In high-volume applications that make numerous calls to the rule engine, using a multi-threaded approach can help achieve better overall performance for batch processing. Take the following scenario as an example:
- A data transformation application processes approximately 100,000 records with InRule every night as a batch
- The application will run on a machine that has more than two processing cores
The InRule rule engine and catalog are designed for free-threaded execution. In the free-threaded model, memory caches are reused between rule engine instances running in different threads, which can lower the overall memory footprint and execution times for an application.
When InRule is run on multiple threads, the owner process can execute rule engine requests concurrently. Each processor core shares the load in processing rules, which can produce an overall execution time that is significantly lower than if the entire batch was executed serially in a single thread on a single core.
With any multi-threaded application, there is an inherent performance overhead incurred for each new thread that is introduced into the process. With a .NET application, this overhead can be exacerbated by the need to periodically run garbage collection across a heap of memory that is shared between threads. During garbage collection, the .NET runtime blocks executing threads so that the memory heap can be examined and cleaned in a thread-safe manner.
Since InRule is built from the ground-up in .NET, it experiences the same scalability concerns inherent with any .NET application that must work with a large number of .NET objects. In many cases, adding more concurrent execution threads beyond one thread per core to these types of applications will not improve overall performance.
Given that each rule application is unique with respect to both the complexity and depth of its schemas and rulesets, it is difficult to make a blanket statement about the best threading model to use for all applications that are running the rule engine. Applications with a large number of rules may perform better when more threads are added, while large state models may quickly reach a point of diminishing returns as new threads are added.
Although optimal threading models vary greatly between applications, the following guidelines are presented as general best-practices:
- Use a maximum of one rule execution thread per processor core -- InRule is processor intensive, so adding more threads beyond one per core generally does not help performance. In addition, a large number of threads may increase contention for memory caches and garbage collection thereby degrading performance.
- Run services under IIS instead of a Windows Service -- IIS has optimized request handling for large numbers of requests across threads.

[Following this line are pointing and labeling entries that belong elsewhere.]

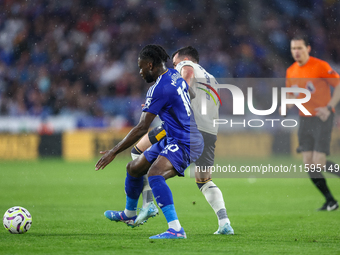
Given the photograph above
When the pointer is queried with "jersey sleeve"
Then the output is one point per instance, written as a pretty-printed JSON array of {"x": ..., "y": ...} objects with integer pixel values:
[
  {"x": 288, "y": 78},
  {"x": 184, "y": 63},
  {"x": 329, "y": 74},
  {"x": 155, "y": 100}
]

- Set the Garbage Collection mode for the .NET runtime to "gcServer" -- By default the .NET runtime will use "gcWorkstation", which optimizes garbage collection for UI applications and UI background threading. The "gcServer" is recommended for machines that have more than two logical processors and will be running free-threaded applications. By default an IIS install should already have processes set to use gcServer, but this setting may need to be manually adjusted for other .NET applications. For more information about adjusting this setting in a .NET configuration file, see .NET Framework Runtime Config Settings With InRule. More information about garbage collection modes is available from Microsoft on-line at https://msdn.microsoft.com/en-us/library/ms229357.aspx.

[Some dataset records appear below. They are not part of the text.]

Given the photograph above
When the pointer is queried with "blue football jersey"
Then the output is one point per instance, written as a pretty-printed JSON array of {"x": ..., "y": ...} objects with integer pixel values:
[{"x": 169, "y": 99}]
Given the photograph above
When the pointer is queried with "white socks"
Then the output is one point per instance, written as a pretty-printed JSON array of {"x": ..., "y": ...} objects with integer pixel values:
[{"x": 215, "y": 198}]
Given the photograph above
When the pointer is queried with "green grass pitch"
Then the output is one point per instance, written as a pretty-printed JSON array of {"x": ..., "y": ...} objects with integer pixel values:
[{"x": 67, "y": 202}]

- Run performance load tests before deploying to production -- To ensure that production load requirements are met, run soak tests on similar hardware to better anticipate real production throughput. Adjust threading models to optimize for the highest throughput.

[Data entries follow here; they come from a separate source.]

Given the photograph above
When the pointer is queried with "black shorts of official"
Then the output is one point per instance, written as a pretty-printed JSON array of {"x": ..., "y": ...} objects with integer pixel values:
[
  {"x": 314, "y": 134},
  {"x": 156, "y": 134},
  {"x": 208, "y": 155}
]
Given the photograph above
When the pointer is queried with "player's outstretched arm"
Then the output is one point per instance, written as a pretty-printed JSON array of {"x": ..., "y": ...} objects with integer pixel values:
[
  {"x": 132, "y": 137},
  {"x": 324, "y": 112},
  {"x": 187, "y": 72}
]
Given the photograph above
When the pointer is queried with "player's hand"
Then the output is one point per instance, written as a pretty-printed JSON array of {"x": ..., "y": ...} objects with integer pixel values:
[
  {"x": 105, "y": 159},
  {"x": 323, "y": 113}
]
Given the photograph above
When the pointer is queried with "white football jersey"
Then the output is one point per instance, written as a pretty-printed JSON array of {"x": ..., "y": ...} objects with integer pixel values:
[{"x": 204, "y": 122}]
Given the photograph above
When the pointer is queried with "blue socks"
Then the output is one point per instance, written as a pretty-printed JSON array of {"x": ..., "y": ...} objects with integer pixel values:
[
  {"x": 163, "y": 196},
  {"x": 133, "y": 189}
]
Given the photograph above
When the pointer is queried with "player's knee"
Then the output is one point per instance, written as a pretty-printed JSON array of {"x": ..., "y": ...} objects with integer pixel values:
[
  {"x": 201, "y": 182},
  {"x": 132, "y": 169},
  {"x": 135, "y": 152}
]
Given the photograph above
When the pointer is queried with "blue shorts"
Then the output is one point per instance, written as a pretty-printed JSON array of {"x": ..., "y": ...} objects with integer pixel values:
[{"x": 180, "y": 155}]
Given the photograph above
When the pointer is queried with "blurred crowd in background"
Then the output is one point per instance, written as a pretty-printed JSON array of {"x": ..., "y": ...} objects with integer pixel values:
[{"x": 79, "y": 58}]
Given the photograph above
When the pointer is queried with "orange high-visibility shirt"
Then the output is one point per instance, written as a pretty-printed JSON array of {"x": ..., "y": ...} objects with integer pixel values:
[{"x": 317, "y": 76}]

- Scaling across cores does not correlate to a linear improvement in performance -- The application overhead of running on more than one processor results in some loss of throughput as each new thread is included. For example, running an application on two threads may result in an overall improvement of 1.9 times instead of a linear factor of 2.0. This overhead increases as more cores are included, so that an application running on four cores may only show a factor of 3.5 times improvement over one thread on one core. Since each rule application can include a vastly different combination of rules an schema objects, these scalability factors can vary between implementations.
- Scale "out" is preferred over scale "up" -- To make the most efficient use of hardware, InRule suggests no more than eight physical cores per server. If rule processing demand exceeds the capacity of four to eight cores, then the option of configuring multiple four or eight core servers in a farm should be explored before using a server with more than eight cores. A four-core server is considered the ideal sizing for most applications.
Configuration of IIS for Multi-Threading:
Given the popularity and robust nature of IIS on Windows Servers, many InRule implementations are hosted as services or applications running in IIS Application Pools. Each IIS AppPool contains AppDomains with .NET memory heaps. If too many threads are running against the same shared memory heap, then the application may experience a drop in throughput due to contentions. When running under IIS, the following guidelines may help optimize throughput:
- Scale out physical servers over eight cores -- If not using virtual machines, then load should be spread across physical servers that have a maximum of eight cores.
- Use multiple VMs with a smaller number of cores assigned to each VM -- If a hypervisor is available, run multiple VMs with two, four, or eight cores assigned to the VM. Spreading the load across multiple VMs generally results in less performance loss due to thread contention.
- If the number of servers is limited, enable "web gardens" in IIS -- Each Application Pool in IIS can be configured to run as one or more processes (the default is one). By setting the Maximum Worker Processes to greater than one, IIS with spread the request load across more than one process, which in turn spreads the load over more than one shared memory heap. This may help reduce threading contentions and improve throughput. Note that when more than one worker process is used, there is a significant increase in fixed memory cost, since each process must maintain a separate set of shared InRule caches.